Over the years, I have encountered a lot of managers, directors, vice presidents, and (even) C-level executives who have a hard time "pulling the trigger" on a decision.

This is how a "culture of indecision" spreads like wildfire throughout a company. If employees see their boss can't make a decision, what lesson do you think they are going to take away from that? Not a productive one, I can tell you that.

As the CEO of your company, you can't get caught up in "paralysis by analysis." If you are stuck on a decision, ask yourself, "What's the worst thing that can happen if I make the wrong move?" No matter what you choose, it can't be as bad as what happens when you stay paralyzed--which is nothing (and a decision in itself).

If I could instill any one trait into your hard drive as a business leader, it would be to believe in your decision-making ability and have a sense of urgency. 

How good are you at making decisions? 

Chocolate or vanilla? Italian or Chinese? Beach or pool? 

Those are the fun ones--no downside. 

The more difficult ones are: hire or fire? Stay the course or pivot? Bootstrap or give up equity? 

These are the kinds of decisions that can keep a CEO up at night. And if too many nights go by without any action being taken, then they've officially become paralyzed by analysis.

So, how do you avoid this? And more importantly, how do you make better business decisions, more often?

1. Give yourself self-imposed deadlines for decisions.

This will feel very uncomfortable at first.

When faced with a difficult decision, set a date or time for you to come to a conclusion (the sooner the better). When that time comes, pull the trigger.

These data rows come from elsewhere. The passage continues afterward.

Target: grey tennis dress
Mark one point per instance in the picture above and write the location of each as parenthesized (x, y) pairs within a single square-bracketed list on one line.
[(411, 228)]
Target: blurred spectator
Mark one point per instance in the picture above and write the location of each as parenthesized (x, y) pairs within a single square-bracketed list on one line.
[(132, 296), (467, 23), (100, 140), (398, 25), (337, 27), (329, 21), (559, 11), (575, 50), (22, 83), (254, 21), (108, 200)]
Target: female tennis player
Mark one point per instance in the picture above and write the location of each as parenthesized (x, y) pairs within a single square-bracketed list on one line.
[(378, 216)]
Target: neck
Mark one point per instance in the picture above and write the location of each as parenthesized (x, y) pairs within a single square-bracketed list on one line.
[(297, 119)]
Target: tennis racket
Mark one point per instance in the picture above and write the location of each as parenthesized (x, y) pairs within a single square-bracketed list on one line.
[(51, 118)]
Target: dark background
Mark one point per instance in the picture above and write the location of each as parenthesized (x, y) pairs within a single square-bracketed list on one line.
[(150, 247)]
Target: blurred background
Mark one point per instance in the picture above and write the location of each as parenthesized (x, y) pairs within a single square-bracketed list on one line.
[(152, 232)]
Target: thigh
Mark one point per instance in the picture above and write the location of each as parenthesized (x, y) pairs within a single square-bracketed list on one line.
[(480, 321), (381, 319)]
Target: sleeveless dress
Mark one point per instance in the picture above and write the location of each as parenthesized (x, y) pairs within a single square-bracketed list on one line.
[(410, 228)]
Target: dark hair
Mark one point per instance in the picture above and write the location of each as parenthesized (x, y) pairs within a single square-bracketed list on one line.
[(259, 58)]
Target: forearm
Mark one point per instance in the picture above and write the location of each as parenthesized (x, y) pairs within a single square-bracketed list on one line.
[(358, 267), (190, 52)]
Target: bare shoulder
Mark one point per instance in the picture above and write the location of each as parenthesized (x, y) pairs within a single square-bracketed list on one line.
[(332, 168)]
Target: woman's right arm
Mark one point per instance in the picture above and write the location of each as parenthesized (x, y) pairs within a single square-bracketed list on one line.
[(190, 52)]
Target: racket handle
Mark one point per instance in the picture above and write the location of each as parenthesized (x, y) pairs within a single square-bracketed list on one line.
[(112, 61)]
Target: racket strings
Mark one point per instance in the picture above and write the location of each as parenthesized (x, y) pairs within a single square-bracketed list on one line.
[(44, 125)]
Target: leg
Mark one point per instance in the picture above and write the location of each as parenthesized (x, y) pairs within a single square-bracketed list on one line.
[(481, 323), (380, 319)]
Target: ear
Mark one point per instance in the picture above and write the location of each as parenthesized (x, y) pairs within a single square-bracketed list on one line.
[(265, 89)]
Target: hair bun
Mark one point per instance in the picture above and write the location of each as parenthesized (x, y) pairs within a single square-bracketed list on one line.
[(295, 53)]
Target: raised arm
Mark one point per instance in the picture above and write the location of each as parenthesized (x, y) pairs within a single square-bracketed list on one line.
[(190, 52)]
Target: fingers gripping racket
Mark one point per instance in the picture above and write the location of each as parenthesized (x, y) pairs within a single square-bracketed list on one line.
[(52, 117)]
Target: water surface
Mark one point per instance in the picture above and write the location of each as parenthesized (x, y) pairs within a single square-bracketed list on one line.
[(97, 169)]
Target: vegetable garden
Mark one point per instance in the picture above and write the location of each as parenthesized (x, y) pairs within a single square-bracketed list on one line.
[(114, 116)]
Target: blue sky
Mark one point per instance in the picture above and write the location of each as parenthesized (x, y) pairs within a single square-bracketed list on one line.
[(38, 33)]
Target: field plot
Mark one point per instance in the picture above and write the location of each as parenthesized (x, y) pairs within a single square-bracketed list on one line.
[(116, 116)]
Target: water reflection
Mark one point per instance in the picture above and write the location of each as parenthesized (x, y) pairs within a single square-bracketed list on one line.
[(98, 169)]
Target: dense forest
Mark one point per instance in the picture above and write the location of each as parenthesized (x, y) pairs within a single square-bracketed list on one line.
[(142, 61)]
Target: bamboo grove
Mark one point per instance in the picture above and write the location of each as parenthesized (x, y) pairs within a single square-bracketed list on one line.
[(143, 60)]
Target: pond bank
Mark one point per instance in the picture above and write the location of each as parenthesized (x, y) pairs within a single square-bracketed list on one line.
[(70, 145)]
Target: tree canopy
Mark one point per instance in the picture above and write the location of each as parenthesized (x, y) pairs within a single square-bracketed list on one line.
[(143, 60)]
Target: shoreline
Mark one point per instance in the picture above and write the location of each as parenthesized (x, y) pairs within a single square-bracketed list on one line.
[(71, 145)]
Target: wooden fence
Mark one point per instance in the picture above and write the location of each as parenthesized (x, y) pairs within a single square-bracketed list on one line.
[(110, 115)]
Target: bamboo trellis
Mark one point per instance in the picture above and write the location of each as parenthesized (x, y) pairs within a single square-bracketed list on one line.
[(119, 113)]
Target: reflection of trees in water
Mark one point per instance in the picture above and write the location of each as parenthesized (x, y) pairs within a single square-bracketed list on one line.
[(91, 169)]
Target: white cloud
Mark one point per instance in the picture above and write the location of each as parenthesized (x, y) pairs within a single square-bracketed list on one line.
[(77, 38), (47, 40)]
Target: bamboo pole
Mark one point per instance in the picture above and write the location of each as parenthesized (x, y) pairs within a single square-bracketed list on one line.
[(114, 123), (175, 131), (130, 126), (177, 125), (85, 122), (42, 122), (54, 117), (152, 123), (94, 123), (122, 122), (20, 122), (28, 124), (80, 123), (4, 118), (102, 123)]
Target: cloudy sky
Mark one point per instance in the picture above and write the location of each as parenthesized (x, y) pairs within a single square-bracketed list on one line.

This is an extremely important part of sustaining success over the long term--and something I talk about at length in my book on entrepreneurship, All In. Sometimes you'll be right. Sometimes you'll be wrong. But either way, a decision is more valuable than sitting by waiting for an outside force to make the decision for you. 

What this forces is the habit of self-trust. Leaders of companies and organizations need to trust that somewhere in themselves, they already know the right answer. Putting a timer on things only encourages them to trust their intuition--instead of trying to logic their way through each and every obstacle.

2. Perfect is not the goal. It's about getting things done.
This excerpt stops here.